PHOENIX (Aug. 16, 2006) -- Arizona Department of Environmental Quality Director Steve Owens today announced that the department has awarded a $50,000 grant through its Brownfields Program to the City of Flagstaff to begin assessment, cleanup and revitalization of a local neighborhood.

Under the grant, the city will perform Environmental Site Assessments on two adjacent land parcels located at 116 and 216 West Phoenix Avenue in Flagstaff's Southside neighborhood, which has experienced difficulties over the years due primarily to area flooding. The five-acre site must be cleaned of suspected contaminants before flood-related issues can be addressed.

The site includes a vacant lot, parking lot, warehouse, power plant, railroad spur lines and a storage yard, and a wood preservation vat.

Phase I of the environmental assessment is expected to begin before the end of August, with Phase II slated to start in September. The City of Flagstaff then expects to apply to the Environmental Protection Agency's Brownfields Program for a grant to begin cleanup next year.

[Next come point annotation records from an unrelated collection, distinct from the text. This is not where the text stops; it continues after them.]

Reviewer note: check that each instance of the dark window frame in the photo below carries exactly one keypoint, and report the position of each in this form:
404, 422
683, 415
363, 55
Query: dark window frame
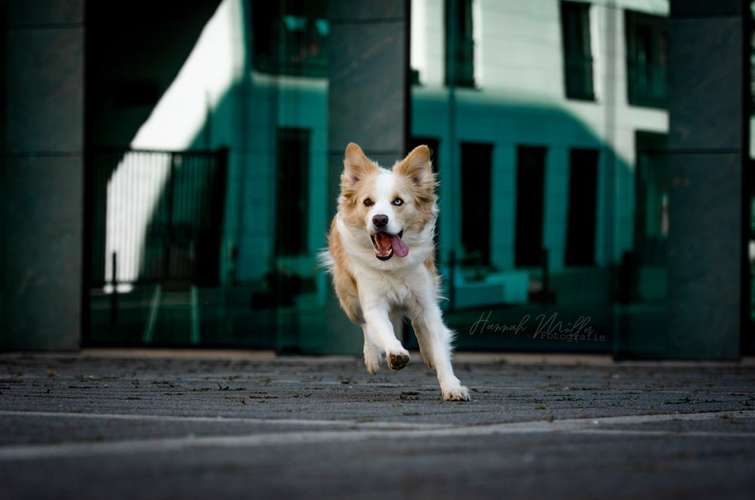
582, 232
646, 59
290, 38
476, 176
529, 244
292, 210
460, 34
576, 37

"We are pleased to support Flagstaff's efforts to put these properties back into productive economic use for the community," Director Owens said. "Our Brownfields program reduces environmental hazards and makes it possible to put these properties to work once again."

A brownfield is an abandoned or under-used property with an active redevelopment potential that suffers from environmental contamination.

ADEQ's Brownfields program is made possible with funds ADEQ receives from the federal government.